Vale ressaltar que a sociedade que está o ouvindo é formada por estudiosos, que teoricamente deveriam ser livres de preconceitos e estariam abertos a novos conhecimentos. O que de fato não ocorre.
Nasce disso um questionamento que traz para os dias atuais o texto escrito em 1917. O processo que se deve seguir para se tornar humano, realmente gera a liberdade? Ao fim do espetáculo percebe-se que não! O pobre macaco, após tentar se igualar aos moradores do lado de fora da jaula para viver no mesmo ambiente que eles, consegue atingir seu objetivo inicial. Ao abrirem a jaula o animal percebe que continua preso.
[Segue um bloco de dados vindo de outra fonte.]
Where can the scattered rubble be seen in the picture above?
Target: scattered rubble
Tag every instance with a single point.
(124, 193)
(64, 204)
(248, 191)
Se sua essência de macaco estivesse totalmente extinta, ele perceberia que a liberdade não é direito dos homens. Ou, ele jamais estaria livre, porque ao fim da peça ele não consegue ser totalmente macaco tão pouco homem.
O que mostra mais uma das características de Kafka, seus personagens diante de uma situação que não planejaram todos os acontecimentos se viraram contra eles, não lhes oferecendo a oportunidade de se aproveitar da situação e, muitas vezes, nem mesmo de sair desta.
Reflexões psicológicas surgem no decorrer do texto, trazendo a tona questões que deveriam ser discutidas urgentemente na atualidade. Mostrando assim, que a escolha do texto feito pelo CLUB NOIR não fugiu a proposta incial do grupo.